Contrary to the parties’ assumptions, Willis, supra, does not hold that OCGA § 16-5-3 (b) is inapplicable any time the victim is killed by the shooting of a gun. See Drake v. State, 221 Ga. 347, 348 (2) (144 SE2d 519) (1965) (accused shot deceased in hunting incident; evidence held to support charge under subsection (a) or (b) because jury could decide that accuséd either committed unlawful act of hunting deer out of season or committed lawful act of shooting at fox); Maloof v. State, 139 Ga. App. 787 (229 SE2d 560) (1976) (charge on subsection (b) required where evidence showed accused, who was handing cocked gun to victim, decided to let hammer down first while pointing gun upwards; victim tried to move past accused at which time gun discharged, killing victim). Instead, Willis indicates only that one who willfully fires a gun at another acts either unlawfully or in self-defense.

Decided June 29, 1992

Reconsideration denied July 14, 1992

Richard L. Dickson, Russell C. Gabriel, James D. Love, for appellant.

Harry N. Gordon, District Attorney, James B. McClung, Assistant District Attorney, for appellee.

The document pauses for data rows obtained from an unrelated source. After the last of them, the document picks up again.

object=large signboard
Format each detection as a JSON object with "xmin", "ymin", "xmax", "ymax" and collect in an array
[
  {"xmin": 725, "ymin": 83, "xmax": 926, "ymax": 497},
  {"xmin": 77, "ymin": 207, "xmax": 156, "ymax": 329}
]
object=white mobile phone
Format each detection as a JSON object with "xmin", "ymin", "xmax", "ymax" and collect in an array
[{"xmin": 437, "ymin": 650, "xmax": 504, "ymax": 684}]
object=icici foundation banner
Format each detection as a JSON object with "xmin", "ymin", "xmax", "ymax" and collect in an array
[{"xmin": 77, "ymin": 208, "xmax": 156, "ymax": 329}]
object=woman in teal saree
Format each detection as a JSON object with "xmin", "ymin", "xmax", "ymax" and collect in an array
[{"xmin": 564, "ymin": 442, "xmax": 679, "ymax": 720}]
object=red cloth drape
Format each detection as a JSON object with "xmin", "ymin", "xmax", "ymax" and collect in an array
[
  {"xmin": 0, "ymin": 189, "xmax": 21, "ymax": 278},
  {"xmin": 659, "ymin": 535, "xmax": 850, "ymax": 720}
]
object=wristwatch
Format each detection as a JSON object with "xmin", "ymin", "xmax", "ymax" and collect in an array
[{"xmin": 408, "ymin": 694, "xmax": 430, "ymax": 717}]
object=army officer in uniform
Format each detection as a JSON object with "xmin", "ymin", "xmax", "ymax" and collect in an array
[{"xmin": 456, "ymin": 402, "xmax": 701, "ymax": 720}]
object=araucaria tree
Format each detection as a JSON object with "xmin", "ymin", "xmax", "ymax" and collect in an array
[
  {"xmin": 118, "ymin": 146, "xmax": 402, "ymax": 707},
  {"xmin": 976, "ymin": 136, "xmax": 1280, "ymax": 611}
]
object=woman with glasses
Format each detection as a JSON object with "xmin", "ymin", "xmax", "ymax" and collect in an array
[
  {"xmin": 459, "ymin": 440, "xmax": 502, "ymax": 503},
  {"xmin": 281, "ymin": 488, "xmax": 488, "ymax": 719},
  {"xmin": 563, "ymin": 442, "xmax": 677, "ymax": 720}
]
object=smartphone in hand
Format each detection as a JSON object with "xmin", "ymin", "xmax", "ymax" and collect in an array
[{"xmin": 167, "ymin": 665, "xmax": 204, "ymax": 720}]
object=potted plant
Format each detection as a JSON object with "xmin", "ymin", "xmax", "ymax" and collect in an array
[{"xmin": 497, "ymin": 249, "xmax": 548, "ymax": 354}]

Although appellant has expressly disavowed requesting the trial court to charge the jury on OCGA § 16-5-3 (b), given the mandate of OCGA § 5-5-24 (c), out of an abundance of caution we have nevertheless reviewed the record. See Foskey v. State, 116 Ga. App. 334, 336 (157 SE2d 314) (1967). We hold that although such a charge would have been authorized by the evidence, the failure to charge the jury on involuntary manslaughter in the commission of a lawful act was not so blatantly apparent and prejudicial that it raised a question whether appellant was deprived of a fair trial because of it, see generally id., especially because the evidence adduced by the State authorized the jury to find beyond a reasonable doubt that appellant was guilty of voluntary manslaughter (the offense upon which the jury was instructed) under the standard set forth in Jackson v. Virginia, 443 U. S. 307 (99 SC 2781, 61 LE2d 560) (1979). See Massengale v. State, 189 Ga. App. 877-879 (377 SE2d 882) (1989).

Judgment affirmed.

McMurray, P. J., and Cooper, J., concur. 
      
       We note that appellant withdrew and did not renew at any time his request for a charge on involuntary manslaughter in the commission of a lawful act. OCGA § 16-5-3 (b).
     
      
       We note that reckless conduct is the only unlawful act indicated by appellant’s version of the events that would support a charge on OCGA § 16-5-3 (a), since appellant disavowed intentionally pointing the gun at Way (thereby disavowing any claim of acting unlawfully pursuant to OCGA § 16-11-102, pointing a gun at another, which requires that the pointing be intentional, see Parsons v. State, 16 Ga. App. 212 (84 SE 974) (1915)) and use of a gun would render any unlawful assault on Way a felony under OCGA § 16-5-21 (a) (2).